Fantasy Novel Review: The Revenge of Bridget Cleary by Mathilda Zeller

This review is based on an eARC (Advance Reading Copy) provided by the author in exchange for an honest review. The Revenge of Bridget Cleary will be released on October 4, 2022.

Mathilda Zeller’s debut novelette, “The Incident at Veniaminov,” was one of my absolute favorites of last year (if you’d like to take a half-hour and read it, this review will wait), so requesting an ARC for her debut novel, The Revenge of Bridget Cleary, was a no-brainer. 
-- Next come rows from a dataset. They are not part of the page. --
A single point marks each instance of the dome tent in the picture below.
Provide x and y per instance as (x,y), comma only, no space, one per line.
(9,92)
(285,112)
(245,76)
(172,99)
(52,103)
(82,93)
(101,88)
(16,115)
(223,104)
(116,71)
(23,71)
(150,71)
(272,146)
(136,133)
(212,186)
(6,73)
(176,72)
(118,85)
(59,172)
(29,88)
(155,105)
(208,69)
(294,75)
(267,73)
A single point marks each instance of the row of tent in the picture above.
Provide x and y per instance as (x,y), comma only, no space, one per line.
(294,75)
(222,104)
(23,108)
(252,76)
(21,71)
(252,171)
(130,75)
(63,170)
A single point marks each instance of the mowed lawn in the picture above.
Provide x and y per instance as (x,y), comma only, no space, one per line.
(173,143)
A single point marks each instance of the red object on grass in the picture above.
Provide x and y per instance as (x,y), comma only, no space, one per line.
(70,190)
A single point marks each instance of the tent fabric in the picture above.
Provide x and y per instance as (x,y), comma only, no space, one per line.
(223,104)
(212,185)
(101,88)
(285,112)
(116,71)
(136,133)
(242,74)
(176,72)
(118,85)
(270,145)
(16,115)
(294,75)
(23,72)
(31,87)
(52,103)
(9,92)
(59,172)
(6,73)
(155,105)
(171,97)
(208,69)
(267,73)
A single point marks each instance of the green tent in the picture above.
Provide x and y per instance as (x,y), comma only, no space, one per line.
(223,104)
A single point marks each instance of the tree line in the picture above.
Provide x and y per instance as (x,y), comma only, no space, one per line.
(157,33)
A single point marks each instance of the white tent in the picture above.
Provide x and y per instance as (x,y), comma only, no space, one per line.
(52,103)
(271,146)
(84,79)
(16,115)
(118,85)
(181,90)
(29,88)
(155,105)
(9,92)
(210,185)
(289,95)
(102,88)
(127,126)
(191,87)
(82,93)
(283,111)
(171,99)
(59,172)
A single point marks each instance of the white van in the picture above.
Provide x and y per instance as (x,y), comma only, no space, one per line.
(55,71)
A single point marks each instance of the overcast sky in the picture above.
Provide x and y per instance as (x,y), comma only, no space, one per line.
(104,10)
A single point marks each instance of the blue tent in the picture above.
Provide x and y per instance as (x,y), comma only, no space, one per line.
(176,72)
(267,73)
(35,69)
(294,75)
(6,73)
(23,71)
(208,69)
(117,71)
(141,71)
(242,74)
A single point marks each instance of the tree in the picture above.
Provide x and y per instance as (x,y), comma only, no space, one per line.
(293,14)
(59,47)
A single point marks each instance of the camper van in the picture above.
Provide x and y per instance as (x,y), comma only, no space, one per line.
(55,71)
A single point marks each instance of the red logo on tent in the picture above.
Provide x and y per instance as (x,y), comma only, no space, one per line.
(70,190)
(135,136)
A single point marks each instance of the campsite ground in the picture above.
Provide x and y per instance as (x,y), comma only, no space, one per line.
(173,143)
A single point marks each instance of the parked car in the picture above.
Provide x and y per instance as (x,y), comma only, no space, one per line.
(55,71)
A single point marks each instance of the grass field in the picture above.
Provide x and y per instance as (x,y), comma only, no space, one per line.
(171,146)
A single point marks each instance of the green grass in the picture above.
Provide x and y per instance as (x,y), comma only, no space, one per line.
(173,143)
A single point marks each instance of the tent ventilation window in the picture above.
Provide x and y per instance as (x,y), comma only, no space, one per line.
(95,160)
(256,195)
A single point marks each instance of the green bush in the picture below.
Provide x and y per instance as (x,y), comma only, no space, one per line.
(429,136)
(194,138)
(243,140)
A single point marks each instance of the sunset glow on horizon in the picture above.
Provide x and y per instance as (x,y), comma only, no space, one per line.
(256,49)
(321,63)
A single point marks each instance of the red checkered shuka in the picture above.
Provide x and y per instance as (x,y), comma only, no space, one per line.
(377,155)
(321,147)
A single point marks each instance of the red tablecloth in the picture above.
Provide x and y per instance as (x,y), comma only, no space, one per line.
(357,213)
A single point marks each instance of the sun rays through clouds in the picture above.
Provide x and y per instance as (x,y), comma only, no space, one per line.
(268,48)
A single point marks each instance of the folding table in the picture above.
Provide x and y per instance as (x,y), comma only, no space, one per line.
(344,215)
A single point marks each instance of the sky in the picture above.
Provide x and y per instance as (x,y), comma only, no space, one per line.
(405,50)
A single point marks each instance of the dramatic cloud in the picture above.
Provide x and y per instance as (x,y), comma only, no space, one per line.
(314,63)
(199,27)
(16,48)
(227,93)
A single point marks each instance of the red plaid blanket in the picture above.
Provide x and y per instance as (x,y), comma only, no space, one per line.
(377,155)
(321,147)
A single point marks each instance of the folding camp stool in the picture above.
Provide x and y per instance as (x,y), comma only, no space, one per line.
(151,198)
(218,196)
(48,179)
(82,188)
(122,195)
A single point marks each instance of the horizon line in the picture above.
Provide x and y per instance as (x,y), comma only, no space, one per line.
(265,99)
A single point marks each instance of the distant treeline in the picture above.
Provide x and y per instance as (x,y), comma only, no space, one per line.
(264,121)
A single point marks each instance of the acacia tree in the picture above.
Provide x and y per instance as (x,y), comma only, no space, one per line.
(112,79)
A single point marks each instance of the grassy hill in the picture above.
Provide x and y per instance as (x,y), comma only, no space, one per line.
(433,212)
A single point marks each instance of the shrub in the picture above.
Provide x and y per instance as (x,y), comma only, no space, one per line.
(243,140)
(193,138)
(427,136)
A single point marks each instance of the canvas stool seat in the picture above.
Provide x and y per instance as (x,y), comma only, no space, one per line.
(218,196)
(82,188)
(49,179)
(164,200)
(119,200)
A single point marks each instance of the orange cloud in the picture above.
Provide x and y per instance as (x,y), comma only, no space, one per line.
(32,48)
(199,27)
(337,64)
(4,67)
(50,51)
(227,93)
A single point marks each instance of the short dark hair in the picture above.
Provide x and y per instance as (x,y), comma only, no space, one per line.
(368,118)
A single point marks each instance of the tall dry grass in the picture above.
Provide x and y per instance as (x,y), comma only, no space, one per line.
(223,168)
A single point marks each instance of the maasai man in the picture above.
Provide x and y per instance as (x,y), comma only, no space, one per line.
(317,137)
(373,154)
The Revenge of Bridget Cleary is a young adult novel that takes a real-life event—the brutal murder of Bridget Cleary by family members insisting she’d been replaced by a fairy—as the jumping off point for a fantasy story. In this tale, Bridget Cleary had a half-fairy daughter being punished for her father’s crimes, and she must produce a chest of gold and a chest of blood to win back her place in the fairy court and ensure her mother a proper burial. But with neither easy to come by in her position as a scullery maid, Brigid flees to London in search of coin and vengeance. 

While a romantic subplot marks The Revenge of Bridget Cleary clearly as a young adult work, it tends toward the younger end of the YA spectrum, with a lot of the abruptness I’ve come to expect from works for that audience. Brigid finds herself with opportunities for money-making deception remarkably quickly, and the secondary characters tend to have major revelations that glance over the hard process of changing hearts and minds. 

On the other hand, Brigid herself has real emotional depth, with struggles to comprehend the enormity of her father’s crimes and reconcile herself with the revenge demanded by the fairy court. This internal conflict arises again and again over the course of the novel, buttressed by additional subplots that continue interrogating themes of justice, vengeance, and the possibility of redemption. It walks a difficult balance between hope and an understanding of the darkness of the current situation—with the latter brought to the forefront in repeated reminders of the way the English used the real-life Cleary murder to justify their continued oppression of Ireland. It probably leans more on the hopeful side that one might expect from the subject matter, particularly given some of the secondary characters’ quick reversals, but it’s a book that doesn’t gloss over the darkness to skip ahead to a happy ending. 

As for the plot, I struggled at times with how quickly things moved, but it came together for a clever and satisfying ending that did justice to all of the major characters. The foreshadowing was heavy enough for an experienced reader to predict a few of the twists, but not so heavy that the climax felt perfunctory—it was still a lot of fun seeing the details of how things played out. 

On the whole, I probably wasn’t the intended audience here, and I struggled with some of the pacing and the depth of the secondary characters, but The Revenge of Bridget Cleary was an entertaining read with a fun conclusion and plenty of meditation on justice and redemption. 

Recommended if you like: fast-paced YA fantasy, themes of justice and redemption. 

Can I use it for Bingo? It’s hard mode for Name in the Title, Standalone, Family Matters, Self-Published, and 2022 Release, and also fits Historical SFF. 

Overall rating: 13 of Tar Vol’s 20. Three stars on Goodreads.